Mas ler para os meninos sempre curti. Aliás, sempre gostei de ler em voz alta para uma plateia disposta a me escutar (haja ascendência em Leão!). Fazia essas recitações desde criança para as outras meninas do orfanato que costumava visitar levada pela madrinha. Era uma atividade prazerosa, poderosa. Por isso, quando o cansaço não enevoa as obrigações com sua cantilena exaustiva, clareio a inércia e aproveito. Por ser a chance de resgatar a conexão subjacente. Aquele instante que era só da gente na penumbra do quarto.

Os corpos colados debaixo das cobertas no apartamento mais frio do que a rua.
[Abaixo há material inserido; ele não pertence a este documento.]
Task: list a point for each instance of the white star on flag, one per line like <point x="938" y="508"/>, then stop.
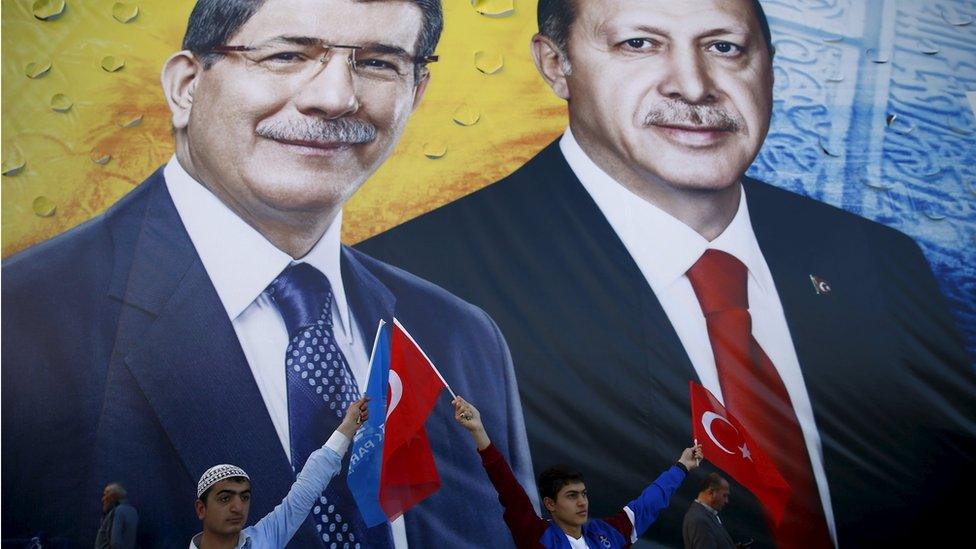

Nem a troca das esquadrias de ferro por alumínio super vedantes roubou dos cômodos a queda da temperatura nas noites de outono-inverno. Até gosto bastante disso. E da memória dos pijaminhas de flanela dos dois, as pantufinhas coloridas. 

Há dezenas de fotos da família como se vivesse no hemisfério norte muito antes de ter vivido lá. Parece inacreditável, porém, antes da reforma, houve uma fase na qual utilizávamos um aquecedor elétrico para que os meninos pequenos não adoecessem devido às madrugadas geladas. 

Agora, Tomás já não tem pijamas fofos. Romulito, uns remanescentes. Daqui a pouco, babau: nada de delicadezas! Apenas espinhas, pentelhos, chulé, cecê, troca de voz e cabelos desgrenhados dia, sim; noutro, com certeza! Ao menos voltei para as aulas de balé. Em casa de testosterona, carece endurecer, pero sem perder a ternura jamais! 


* Ilustração de Isabel Frantz inspirada num poema de Lya Luft

Comentários

  1. Relaxa. Daqui a pouco vem os netos.

    Valdeir, o Junior.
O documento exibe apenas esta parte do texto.